The extent and severity of budget cuts to public safety services remains unknown at this time, however.
“We’re not exactly sure what the impacts are going to be,” Undersheriff Todd Vinger said.
County commissioners have directed all department managers to submit 10 percent reduction plans by July 29 in order to help meet the additional $2.5 million state legislative impact on the $311 million general fund county budget.
It’s likely that departments will not face a full 10 percent reduction, but each will have to sustain more cuts than previously proposed as the state pushes down the costs for certain social services and passes off responsibility for others to the county level.
Vinger believes county commissioners have made public safety funding a top priority and hopes to avoid as many cuts as possible.
But he acknowledges that as the budget process drags on into the fiscal year, employee morale will suffer as the prospect of layoffs hang over employees’ heads.
“I see it as the loss of people, not positions,” Vinger said of this looming possibility.

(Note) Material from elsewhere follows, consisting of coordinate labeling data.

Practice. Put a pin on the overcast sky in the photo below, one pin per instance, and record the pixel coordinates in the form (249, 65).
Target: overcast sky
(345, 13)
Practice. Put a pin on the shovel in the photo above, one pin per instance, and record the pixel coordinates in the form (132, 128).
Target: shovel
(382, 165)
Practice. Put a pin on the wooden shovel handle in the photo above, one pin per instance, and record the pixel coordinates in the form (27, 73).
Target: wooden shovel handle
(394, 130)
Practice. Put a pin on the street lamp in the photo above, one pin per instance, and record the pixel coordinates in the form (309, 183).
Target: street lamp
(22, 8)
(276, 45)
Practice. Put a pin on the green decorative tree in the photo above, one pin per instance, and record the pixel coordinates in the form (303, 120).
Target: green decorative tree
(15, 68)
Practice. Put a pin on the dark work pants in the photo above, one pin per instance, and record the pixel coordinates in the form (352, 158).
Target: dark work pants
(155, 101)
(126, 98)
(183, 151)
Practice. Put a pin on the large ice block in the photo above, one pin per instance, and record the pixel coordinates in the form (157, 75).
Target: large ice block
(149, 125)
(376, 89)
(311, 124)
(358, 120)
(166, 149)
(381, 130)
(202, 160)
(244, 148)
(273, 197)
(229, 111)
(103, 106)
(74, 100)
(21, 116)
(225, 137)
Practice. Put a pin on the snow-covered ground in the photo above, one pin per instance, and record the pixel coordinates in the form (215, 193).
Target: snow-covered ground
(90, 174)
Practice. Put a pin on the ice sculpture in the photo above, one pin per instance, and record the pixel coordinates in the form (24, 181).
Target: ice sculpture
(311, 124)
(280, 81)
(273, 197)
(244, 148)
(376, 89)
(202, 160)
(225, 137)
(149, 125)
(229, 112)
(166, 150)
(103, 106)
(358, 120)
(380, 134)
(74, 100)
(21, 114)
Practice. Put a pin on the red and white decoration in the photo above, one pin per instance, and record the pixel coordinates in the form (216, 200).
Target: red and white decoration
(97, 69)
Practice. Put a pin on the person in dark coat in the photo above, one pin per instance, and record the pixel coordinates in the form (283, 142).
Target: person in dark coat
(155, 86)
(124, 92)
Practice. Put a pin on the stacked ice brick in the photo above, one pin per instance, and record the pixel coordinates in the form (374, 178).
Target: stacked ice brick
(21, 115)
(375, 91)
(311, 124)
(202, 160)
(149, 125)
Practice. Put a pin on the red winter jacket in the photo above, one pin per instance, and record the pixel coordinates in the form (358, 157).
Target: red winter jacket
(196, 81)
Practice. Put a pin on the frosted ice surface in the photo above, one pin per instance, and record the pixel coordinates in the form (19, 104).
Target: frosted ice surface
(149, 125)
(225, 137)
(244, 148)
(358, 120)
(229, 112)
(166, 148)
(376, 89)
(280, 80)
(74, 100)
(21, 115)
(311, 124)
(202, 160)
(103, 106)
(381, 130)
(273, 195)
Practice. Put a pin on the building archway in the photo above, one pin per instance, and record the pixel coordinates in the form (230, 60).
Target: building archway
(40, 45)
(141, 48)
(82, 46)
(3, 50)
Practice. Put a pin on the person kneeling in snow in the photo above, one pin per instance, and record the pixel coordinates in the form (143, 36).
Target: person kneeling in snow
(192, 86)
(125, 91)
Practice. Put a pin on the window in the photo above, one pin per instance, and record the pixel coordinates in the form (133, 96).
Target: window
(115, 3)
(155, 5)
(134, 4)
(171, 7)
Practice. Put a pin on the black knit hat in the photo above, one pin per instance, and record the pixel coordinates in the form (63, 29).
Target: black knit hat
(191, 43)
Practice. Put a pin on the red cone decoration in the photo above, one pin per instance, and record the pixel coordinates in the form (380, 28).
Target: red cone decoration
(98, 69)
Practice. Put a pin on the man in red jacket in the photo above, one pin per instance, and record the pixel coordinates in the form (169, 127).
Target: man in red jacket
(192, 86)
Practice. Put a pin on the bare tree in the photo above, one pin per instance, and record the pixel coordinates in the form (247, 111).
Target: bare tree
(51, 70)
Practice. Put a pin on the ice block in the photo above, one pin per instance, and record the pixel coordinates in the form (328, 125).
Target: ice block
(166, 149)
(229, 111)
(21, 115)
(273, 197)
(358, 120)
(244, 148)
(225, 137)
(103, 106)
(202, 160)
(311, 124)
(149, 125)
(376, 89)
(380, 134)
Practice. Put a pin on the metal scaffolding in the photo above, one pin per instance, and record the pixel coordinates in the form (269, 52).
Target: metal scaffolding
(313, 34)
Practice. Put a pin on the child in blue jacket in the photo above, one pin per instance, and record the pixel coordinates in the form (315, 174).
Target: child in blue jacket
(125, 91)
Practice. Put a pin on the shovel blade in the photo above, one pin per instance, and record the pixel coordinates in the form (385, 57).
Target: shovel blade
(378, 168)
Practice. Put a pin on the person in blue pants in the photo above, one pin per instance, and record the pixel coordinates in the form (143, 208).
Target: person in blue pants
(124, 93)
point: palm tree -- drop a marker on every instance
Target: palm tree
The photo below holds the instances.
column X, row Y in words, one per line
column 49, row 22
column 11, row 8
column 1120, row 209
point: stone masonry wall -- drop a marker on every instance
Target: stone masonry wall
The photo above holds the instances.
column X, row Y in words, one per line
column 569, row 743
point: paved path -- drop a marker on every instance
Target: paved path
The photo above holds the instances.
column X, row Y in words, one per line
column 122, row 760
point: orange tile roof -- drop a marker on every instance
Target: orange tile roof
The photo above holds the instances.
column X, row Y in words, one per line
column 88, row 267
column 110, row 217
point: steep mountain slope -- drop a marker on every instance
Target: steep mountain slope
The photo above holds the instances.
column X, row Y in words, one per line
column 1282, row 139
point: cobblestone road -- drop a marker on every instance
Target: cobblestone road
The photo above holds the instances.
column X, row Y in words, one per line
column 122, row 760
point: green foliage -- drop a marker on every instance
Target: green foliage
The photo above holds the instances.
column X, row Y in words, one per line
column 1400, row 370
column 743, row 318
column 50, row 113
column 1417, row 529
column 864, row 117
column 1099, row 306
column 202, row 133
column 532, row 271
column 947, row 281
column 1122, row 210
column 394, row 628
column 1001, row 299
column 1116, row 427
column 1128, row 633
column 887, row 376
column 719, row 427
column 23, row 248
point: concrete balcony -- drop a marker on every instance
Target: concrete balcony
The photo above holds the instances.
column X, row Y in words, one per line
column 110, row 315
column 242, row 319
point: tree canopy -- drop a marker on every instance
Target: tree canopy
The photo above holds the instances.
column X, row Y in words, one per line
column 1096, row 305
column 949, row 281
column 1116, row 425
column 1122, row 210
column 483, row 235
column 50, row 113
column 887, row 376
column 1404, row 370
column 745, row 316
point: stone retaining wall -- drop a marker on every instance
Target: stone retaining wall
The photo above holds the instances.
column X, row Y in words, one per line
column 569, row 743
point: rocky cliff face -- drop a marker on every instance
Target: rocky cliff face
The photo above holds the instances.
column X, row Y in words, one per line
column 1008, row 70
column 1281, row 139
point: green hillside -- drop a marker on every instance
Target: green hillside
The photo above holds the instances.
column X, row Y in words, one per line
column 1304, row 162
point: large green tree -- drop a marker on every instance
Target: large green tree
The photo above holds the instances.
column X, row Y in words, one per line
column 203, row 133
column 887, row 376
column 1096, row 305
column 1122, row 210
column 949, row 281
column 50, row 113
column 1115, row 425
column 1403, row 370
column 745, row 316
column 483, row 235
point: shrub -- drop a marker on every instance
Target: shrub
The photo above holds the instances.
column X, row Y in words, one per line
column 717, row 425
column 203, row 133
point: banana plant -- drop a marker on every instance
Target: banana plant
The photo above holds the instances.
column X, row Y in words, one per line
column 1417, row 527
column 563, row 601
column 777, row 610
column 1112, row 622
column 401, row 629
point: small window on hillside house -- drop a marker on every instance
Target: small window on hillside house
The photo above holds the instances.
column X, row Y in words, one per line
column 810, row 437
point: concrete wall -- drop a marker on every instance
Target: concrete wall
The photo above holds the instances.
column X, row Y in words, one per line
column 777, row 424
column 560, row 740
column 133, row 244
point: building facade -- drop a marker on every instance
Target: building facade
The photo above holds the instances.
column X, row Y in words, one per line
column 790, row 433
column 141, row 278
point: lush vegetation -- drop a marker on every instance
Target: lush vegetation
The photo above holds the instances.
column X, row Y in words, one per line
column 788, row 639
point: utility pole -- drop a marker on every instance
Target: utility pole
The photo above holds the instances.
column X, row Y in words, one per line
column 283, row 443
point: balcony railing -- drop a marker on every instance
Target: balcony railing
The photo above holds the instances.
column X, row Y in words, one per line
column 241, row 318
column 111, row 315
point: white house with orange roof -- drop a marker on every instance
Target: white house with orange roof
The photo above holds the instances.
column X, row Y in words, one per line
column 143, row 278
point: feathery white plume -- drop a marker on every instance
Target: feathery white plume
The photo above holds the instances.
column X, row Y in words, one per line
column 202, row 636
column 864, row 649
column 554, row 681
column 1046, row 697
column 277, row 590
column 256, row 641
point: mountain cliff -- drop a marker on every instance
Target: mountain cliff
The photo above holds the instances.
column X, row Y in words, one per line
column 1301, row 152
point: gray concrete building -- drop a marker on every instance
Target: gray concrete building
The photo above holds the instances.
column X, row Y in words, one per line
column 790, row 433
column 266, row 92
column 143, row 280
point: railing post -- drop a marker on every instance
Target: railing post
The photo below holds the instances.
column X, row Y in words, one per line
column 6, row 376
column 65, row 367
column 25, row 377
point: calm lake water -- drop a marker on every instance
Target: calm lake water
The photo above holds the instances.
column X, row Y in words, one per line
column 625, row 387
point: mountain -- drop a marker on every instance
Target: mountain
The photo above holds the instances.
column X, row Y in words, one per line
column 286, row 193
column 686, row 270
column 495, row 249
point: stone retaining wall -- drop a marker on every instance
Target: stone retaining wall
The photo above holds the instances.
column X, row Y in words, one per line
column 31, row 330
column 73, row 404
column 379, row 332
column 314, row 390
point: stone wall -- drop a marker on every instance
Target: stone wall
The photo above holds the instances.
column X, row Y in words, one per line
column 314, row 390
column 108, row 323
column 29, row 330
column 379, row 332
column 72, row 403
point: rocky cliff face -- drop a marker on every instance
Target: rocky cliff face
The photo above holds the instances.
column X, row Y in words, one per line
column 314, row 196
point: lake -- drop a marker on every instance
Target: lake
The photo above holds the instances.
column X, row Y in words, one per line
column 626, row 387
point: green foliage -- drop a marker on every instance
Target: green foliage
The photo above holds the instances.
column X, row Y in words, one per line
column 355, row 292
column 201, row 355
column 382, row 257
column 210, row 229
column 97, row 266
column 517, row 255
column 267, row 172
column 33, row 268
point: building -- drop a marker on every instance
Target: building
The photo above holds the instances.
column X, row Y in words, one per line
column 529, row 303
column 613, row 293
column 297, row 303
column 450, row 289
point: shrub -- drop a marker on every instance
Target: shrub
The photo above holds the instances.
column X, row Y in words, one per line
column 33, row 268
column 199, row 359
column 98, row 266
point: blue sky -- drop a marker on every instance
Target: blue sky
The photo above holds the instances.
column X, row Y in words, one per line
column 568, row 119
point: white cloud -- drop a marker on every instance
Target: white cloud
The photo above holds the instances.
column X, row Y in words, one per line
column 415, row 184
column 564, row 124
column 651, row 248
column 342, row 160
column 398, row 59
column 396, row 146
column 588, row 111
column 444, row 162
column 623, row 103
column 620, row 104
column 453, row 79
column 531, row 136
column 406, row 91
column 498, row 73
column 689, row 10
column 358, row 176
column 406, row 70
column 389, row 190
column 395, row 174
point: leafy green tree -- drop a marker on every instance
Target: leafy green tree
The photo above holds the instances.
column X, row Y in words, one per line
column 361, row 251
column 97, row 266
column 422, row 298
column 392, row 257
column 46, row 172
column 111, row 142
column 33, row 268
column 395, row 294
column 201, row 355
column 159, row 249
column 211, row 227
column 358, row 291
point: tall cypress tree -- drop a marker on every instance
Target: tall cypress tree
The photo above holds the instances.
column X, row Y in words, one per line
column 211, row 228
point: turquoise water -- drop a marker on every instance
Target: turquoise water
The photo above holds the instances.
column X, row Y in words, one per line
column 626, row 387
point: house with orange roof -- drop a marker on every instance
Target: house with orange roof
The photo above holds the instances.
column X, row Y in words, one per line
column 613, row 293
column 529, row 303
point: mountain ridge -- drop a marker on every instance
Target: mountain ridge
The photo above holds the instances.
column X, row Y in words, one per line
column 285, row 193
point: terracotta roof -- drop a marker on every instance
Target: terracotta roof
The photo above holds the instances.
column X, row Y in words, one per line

Sixty-one jobs have been eliminated in the sheriff’s office since the recession hit in 2007 and 14 more, including eight deputies, already have been proposed to meet a 1.7 percent budget reduction for the current fiscal year, which began July 1.
A decrease in the types of calls the sheriff’s office will respond to has emerged with these low-end proposed cuts, including disputes where the suspect has left the scene; non-life-threatening burglary alarms; those where no firearm or evidence is available; and thefts whose value is less than $2,500.
Additional cuts will likely limit patrol services and background investigations, according to sheriff’s officials.
“It depends on how soon they’ll need those reductions,” Vinger said.
He added that layoffs don’t mean just the loss of jobs or services, but also a decline in quality of life across the community.